Le 4 septembre dernier, avec une majorité de 62%, les Chiliens ont rejeté le projet de réforme de la Constitution. La campagne référendaire, qui aura mené à la victoire du «non», a été marquée par la désinformation et les «fake news».

Ce projet de nouvelle constitution découlait du mouvement de révolte populaire et sociale de l’automne 2019 suivi du référendum d’octobre 2020, où une grande majorité des électeurs s’étaient prononcés en faveur d’une nouvelle constitution. Le projet de nouvelle constitution devait remplacer celle édictée en 1980, sous la présidence d’Augusto Pinochet, et permettre de tourner la page des sombres années de la dictature.

La Constitution de 1980 avait été rédigée sous l’influence des «Chicago Boys», ce groupe d’économistes chiliens formés à l’Université de Chicago par l’économiste Milton Friedman qui était un ardent défenseur du libéralisme. Cette constitution prônait donc un État très libéral et, dictature oblige, laissait peu de place à quelconque forme d’opposition.

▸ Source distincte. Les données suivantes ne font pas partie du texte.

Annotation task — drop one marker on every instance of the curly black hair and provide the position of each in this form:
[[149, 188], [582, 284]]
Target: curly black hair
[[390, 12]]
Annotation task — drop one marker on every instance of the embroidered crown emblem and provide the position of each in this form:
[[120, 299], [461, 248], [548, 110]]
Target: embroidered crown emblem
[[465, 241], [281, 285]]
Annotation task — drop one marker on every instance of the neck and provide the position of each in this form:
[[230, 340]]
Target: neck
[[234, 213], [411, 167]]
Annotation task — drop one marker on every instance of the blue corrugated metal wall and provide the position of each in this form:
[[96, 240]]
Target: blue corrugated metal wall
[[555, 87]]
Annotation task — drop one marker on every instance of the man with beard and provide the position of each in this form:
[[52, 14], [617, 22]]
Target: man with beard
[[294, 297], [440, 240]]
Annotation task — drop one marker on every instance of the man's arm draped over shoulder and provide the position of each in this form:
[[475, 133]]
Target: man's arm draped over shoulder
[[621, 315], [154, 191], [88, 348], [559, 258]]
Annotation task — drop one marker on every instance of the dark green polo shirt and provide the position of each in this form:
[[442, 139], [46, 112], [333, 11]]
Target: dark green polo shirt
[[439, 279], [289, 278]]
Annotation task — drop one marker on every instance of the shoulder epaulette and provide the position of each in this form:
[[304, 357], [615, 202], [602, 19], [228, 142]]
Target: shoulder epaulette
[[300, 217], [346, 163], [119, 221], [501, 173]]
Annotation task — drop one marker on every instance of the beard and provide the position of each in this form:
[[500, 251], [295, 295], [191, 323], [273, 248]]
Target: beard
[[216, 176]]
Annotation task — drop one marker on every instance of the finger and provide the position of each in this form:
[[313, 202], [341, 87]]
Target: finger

D’une certaine façon, le projet de nouvelle constitution était en réaction au «modèle chilien», faisant du Chili une sorte de laboratoire de politiques néolibérales en Amérique latine, qui avait parfois eu un certain succès économique, mais qui avait surtout causé une immense fracture sociale. Un vent de protestation avait mené à d’importantes manifestations en 2019, contre les inégalités sociales et le modèle néolibéral, qui ont alimenté la réflexion vers une nouvelle constitution.

Ainsi, le projet de nouvelle constitution chilienne cherchait à garantir un certain nombre de droits sociaux, notamment en ce qui concerne la santé, l’éducation, la retraite et le logement. Il s’intéressait aussi à la parité, au droit à l’avortement de même qu’à la reconnaissance des peuples autochtones.

Le texte se souciait de la protection de l’environnement et des groupes plus marginalisés tels que les femmes, la communauté homosexuelle et les handicapés. Il y avait aussi une volonté de décentralisation en donnant plus de pouvoirs aux régions.

Le texte du projet de constitution chilienne déclarait que le pays est un «État social et démocratique de droit», «plurinational, interculturel et écologique», et même une «République solidaire» dans une démocratie «inclusive et paritaire». Il était clairement associé au progressisme ce qui explique en partie le faible enthousiasme de la droite et surtout de l’extrême droite.

Qui plus est, comme plusieurs élections depuis la dernière décennie, la campagne référendaire n’a pas été épargnée par les «fake news» et la désinformation. Plusieurs publications, notamment sur les réseaux sociaux, présentaient le texte du projet de constitution comme un brûlot gauchiste.

Les pires mensonges ont circulé sur les réseaux sociaux grâce à des relais d’extrême droite. On a particulièrement misé sur un nationalisme identitaire en déclarant que les symboles nationaux, notamment le drapeau, l’hymne national et même le nom du pays, allaient être changés dû aux revendications des minorités.

Également, semblable avec ce qui s’est passé au Royaume-Uni avec le Brexit en 2016, on remarque une différence entre le milieu urbain, notamment la capitale Santiago plus progressiste et favorable au «oui», et les milieux ruraux plus conservateurs qui ont davantage voté «non». Il est aussi logique de croire qu’une partie du vote pour le «non» n’était pas tant un rejet du projet de nouvelle constitution, mais plutôt l’expression d’un mécontentement envers le gouvernement actuel notamment dû à la crise migratoire, l’inflation et l’insécurité.

Puisque le projet de nouvelle constitution était associé au progressisme, la défaite référendaire est parfois perçue comme un échec de la gauche. La gauche avait pourtant le vent en poupe, non seulement au Chili avec l’ancien leader étudiant à la tête d’une coalition de gauche Gabriel Boric, mais dans toute l’Amérique latine.

En août dernier, Gustavo Petro est devenu premier président de gauche élu en Colombie, sans compter la Bolivie, le Pérou et le Honduras qui ont tous élu récemment des gouvernements de gauche. La défaite du référendum chilien est peut-être signe d’un essoufflement d’une nouvelle gauche qui a pris le pouvoir sur le continent sud-américain et est de mauvais augure pour les partisans de Luiz Inácio Lula da Silva qui affrontera le «Trump des tropiques» Jair Bolsonaro lors des élections présidentielles brésiliennes qui auront lieu en octobre prochain.